Чеславас высунулся в окно и увидел спешившегося Иакова, который привязывал к коновязи лошадь.
— Твой дружок Иаков.
— Иаков?!
— Иаков, Иаков! Не на нашем ли жеребчике на свиданье прискакал? Шальной Ритас — друг Стасите.
— На Ритасе, — подтвердила Эленуте-Элишева. — Когда вы были в Занеманье, я без вашего разрешения одолжила ему на денек лошадь, и вот он только сегодня ее вернул. Простите меня.
— Прощаю, прощаю. Ради тебя я готов ему ее вообще подарить. Ну чего, спрашивается, зарделась? Правда, кавалер твой явился не вовремя, — с ехидцей заметил Ломсаргис.
— Не беспокойтесь. Я за хозяйкой присмотрю, — заверила его Эленуте-Элишева, хотя должность больничной сиделки ее не очень-то прельщала. Тем более что Пране не скрывала своего неприязненного отношения к ней и терпела еврейку только потому, что боялась ожесточить против себя Чеславаса. — Воду в грелке сменю, сварю на всякий случай какой-нибудь супчик… яблочный компот из погреба принесу. Поне Пране проголодается и откроет глаза…

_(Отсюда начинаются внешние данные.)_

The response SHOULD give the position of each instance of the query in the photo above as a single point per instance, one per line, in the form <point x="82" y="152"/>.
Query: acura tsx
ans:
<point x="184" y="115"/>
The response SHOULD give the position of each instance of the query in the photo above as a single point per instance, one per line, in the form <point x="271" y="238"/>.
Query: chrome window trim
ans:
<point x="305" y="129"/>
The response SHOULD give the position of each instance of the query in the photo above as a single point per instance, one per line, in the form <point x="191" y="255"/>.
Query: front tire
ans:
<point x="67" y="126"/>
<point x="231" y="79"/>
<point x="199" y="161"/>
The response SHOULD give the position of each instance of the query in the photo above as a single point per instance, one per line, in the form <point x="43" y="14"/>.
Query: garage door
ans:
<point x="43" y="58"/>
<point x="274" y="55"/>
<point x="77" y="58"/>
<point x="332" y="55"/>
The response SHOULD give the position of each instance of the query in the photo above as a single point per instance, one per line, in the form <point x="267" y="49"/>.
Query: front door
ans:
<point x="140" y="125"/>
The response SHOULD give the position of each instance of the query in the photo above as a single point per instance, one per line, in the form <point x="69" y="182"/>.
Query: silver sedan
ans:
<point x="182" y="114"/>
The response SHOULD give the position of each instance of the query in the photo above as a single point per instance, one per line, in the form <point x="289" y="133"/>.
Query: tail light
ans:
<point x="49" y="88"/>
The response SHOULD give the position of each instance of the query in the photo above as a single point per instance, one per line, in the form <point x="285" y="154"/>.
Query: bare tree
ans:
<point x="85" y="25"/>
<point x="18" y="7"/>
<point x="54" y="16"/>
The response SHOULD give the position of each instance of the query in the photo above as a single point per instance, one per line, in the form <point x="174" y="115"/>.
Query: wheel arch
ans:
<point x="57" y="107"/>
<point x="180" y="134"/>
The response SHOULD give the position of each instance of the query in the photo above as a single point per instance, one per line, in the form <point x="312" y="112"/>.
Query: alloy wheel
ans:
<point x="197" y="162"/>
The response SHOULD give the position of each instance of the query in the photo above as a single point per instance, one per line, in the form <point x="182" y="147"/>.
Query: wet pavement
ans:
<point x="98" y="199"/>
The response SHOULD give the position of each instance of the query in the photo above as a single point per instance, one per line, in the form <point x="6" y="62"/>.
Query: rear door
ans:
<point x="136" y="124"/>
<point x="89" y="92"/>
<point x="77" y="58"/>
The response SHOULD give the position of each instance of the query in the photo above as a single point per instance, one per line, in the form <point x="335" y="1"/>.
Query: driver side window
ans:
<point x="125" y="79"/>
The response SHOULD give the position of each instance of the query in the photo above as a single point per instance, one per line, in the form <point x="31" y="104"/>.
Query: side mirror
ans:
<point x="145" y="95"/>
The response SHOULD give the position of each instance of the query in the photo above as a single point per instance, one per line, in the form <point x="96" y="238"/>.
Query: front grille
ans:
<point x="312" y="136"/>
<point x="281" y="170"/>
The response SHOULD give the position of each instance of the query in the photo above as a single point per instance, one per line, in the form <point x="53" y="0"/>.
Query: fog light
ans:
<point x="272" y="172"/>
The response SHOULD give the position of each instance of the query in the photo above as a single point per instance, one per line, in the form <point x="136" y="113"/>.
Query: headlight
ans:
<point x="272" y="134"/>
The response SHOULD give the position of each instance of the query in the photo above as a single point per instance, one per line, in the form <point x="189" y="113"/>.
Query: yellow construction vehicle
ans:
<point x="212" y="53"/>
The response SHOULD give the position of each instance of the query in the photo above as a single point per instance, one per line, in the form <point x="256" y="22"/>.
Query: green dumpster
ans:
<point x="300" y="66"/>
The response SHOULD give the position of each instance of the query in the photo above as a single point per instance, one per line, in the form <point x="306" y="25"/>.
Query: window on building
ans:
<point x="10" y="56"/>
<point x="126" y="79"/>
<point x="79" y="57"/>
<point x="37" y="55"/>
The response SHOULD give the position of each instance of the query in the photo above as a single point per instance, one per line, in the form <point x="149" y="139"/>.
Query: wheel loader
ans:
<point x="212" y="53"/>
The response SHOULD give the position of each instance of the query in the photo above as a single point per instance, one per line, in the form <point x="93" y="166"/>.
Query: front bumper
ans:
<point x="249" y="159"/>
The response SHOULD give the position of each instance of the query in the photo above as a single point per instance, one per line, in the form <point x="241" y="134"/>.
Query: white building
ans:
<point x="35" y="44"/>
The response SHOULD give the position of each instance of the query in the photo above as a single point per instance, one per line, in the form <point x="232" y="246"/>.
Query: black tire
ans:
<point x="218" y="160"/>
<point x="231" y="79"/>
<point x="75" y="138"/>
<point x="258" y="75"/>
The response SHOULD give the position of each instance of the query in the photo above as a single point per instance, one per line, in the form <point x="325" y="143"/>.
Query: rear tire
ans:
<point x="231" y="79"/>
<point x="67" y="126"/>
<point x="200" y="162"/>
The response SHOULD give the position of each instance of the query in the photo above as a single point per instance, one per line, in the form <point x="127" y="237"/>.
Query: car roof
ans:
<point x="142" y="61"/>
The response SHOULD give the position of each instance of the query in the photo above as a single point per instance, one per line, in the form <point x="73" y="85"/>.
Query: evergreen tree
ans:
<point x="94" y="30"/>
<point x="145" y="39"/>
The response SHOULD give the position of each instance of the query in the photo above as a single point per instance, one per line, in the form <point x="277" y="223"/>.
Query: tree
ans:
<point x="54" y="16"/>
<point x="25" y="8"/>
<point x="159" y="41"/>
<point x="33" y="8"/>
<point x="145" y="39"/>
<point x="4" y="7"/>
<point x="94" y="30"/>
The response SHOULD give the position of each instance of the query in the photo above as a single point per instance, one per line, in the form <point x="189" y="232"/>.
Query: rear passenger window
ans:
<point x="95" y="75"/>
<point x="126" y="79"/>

В честь долгожданной встречи посреди двора дуэтом заржали лошади — Ритас и Стасите.
— Ишь как радуются друг дружке после долгой разлуки, как их от нежности распирает. Вот с кого мы должны пример брать, — сказал Ломсаргис и вышел из спальни во двор.
— Здравствуй, гробокопатель! — воскликнул Чеславас и широким шагом направился к гостю. — Добро пожаловать!
— Здравствуйте, — сдержанно ответил Иаков. Дожидаясь у коновязи Элишеву, он озирался вокруг и переминался с ноги на ногу. Казалось, что и он, как жеребец Ломсаргиса, накрепко привязан к вкопанному посреди подворья высокому столбу с изъеденными ржавчиной железными кольцами.
— Ну, как вела себя моя коняга? Слушалась тебя? Ни разу на скаку не сбросила?
— Нет. Отличная лошадь.
— Может, от нее жеребенка возьмешь? Не стесняйся! Если хочешь — скажи… Хорошему человеку ничего не жалко. Стасите осенью должна снова ожеребиться.
— Раньше взял бы с удовольствием, но сейчас… — замялся Иаков.
Приветливость Чеславаса обескуражила могильщика, а доброта почему-то показалась деланой и подозрительной. Как бы тертый калач Ломсаргис не потребовал от него за эту доброту какой-нибудь платы!
— А что сейчас?
— Сами знаете. Сейчас уже ни человеку, ни лошади на нашем кладбище делать нечего. Некого хоронить, и некому покойников оплакивать.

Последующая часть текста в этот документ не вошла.